Es ist dunkel. Ich setze meine Stirnlampe auf. Am Strand angekommen, probiere ich eine der Premium-Liegestühle des Resorts aus. Ich schalte meinen Podcast ein und mach die Augen zu. Daraus wird ein kleines Nickerchen. Kurz darauf will ich wieder in das Klimaanlagenparadies unseres Bungalows.
Müde mache ich mich auf und gehe den kurzen Weg zurück zum Bungalow. Doch kaum verlasse ich den Strand, treffe ich auf ein Hindernis. Meine Stirnlampe leuchtet in die Ferne und trifft auf eine Reflexion, einige Meter vor mir. Ich schrecke auf. Das Licht trifft auf reflektierende Augen.

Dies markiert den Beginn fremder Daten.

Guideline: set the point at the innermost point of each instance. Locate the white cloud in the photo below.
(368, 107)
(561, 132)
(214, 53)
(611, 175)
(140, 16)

Dann höre ich Gebell. Ein kleiner Hund. Klein aber gefährlich, denke ich. Was, wenn der mich beißt? Dann hab ich ein Problem. Weil Tollwut ist meine Achillesferse. Also öffne ich meine Karten-App und entdecke einen anderen Weg zurück in den Ort.
Es ist ein kleiner Umweg, durch das Resort durch, doch ist der Ort sowieso winzig und ich will dem Hindernis Hund unbedingt ausweichen.
Ein kleiner Umweg #
Ich gehe also zurück zum Strand. Am Premium-Liegestuhl vorbei führt ein mit Stein gepflasterter Weg durch das Resort. Und was für ein Weg! Der Weg ist wunderbar ausgeleuchtet. Es sieht richtig toll und edel und neu aus. Und das Beste an diesem Weg: kein Hund!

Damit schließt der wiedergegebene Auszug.